– The other night I read the transcript of a talk about stories. What it said, basically (I think), is that we humans like to impose order on chaos, which is why we describe our lives in terms of stories instead of the mess they might actually be. Also: stories are easy to remember and to share, which is another reason we like them and unthinkingly impose them.
– The other day I read a study about expressive writing (which basically means “stream-of-consciousness”, I think, but focused on a particular topic). Apparently it’s healthy. Humans feel better after expressing themselves, or so this study was suggesting.

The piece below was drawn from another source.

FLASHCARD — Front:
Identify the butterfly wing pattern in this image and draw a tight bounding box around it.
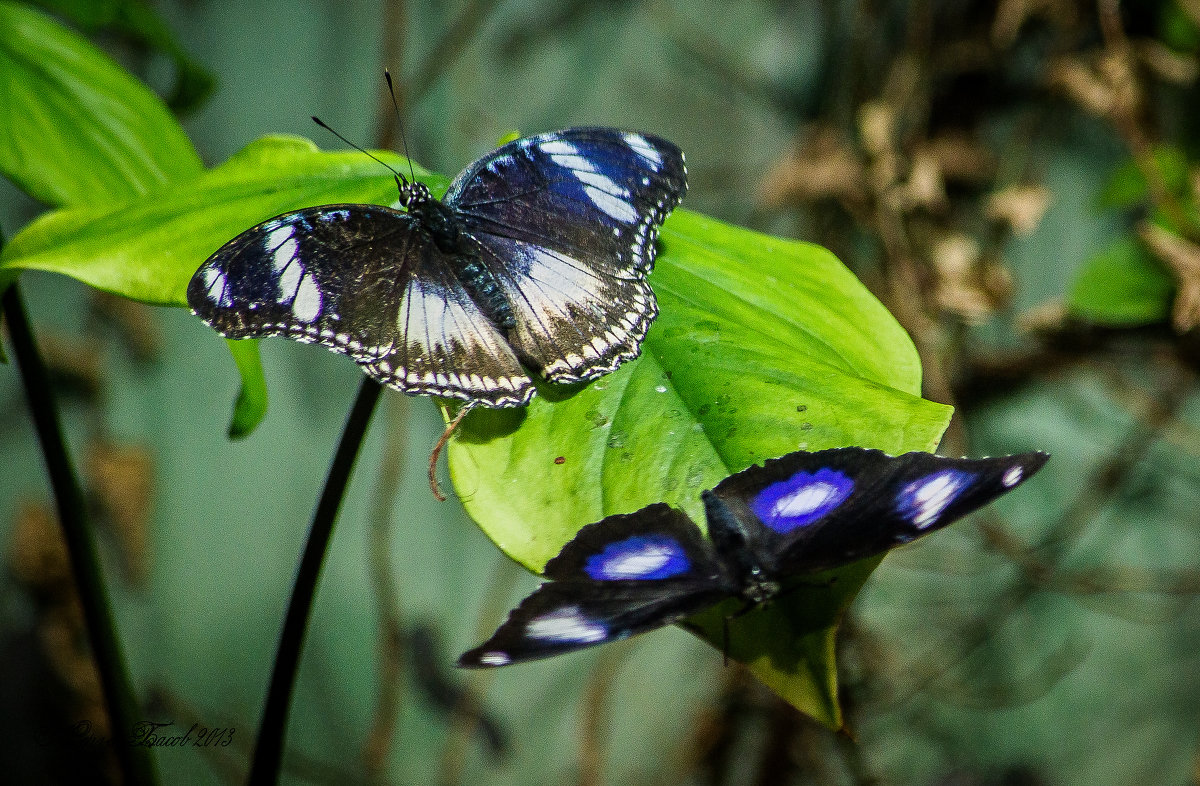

– The other night while falling asleep I thought of something interesting that tied those two things together, but by the next morning I’d forgotten what it was. I stood in the kitchen and thought, “Well, it can’t have been very important if I’ve forgotten it already.” But then I realised that if stories are ways that we impose order on chaos, only mentioning the bits that fit the story structure, then it’s quite possible that we always leave the important bits out. Maybe the chaotic non-story incidental details are the important things. The fact that something is memorable doesn’t necessarily mean it’s important; it might only mean that it fits into a story, and we remember it because we remember stories more easily than whatever the unruly alternative would be.
– Presumably we feel better after expressing ourselves (those of us who do), because we’ve managed to put ideas and memories and et cetera into words and sentences: one thing after another, in a line, in order, in a nice neat procession – like walking. And the sentences go together to make a story of some sort, involving explanation and description and intention and consequences. From the chaos and mess we live in or react to, we make something that makes sense. We make sense – impose it, by leaving out all the bits that don’t fit the story. And then later we remember the story we’ve made rather than what happened itself. It’s easier to remember the story instead of the raw data – if it’s even possible to have raw data in our heads. (Maybe our perceptions are biased, and presumably all data comes in through our perceptions.) Maybe everything in our head is the equivalent of a false memory.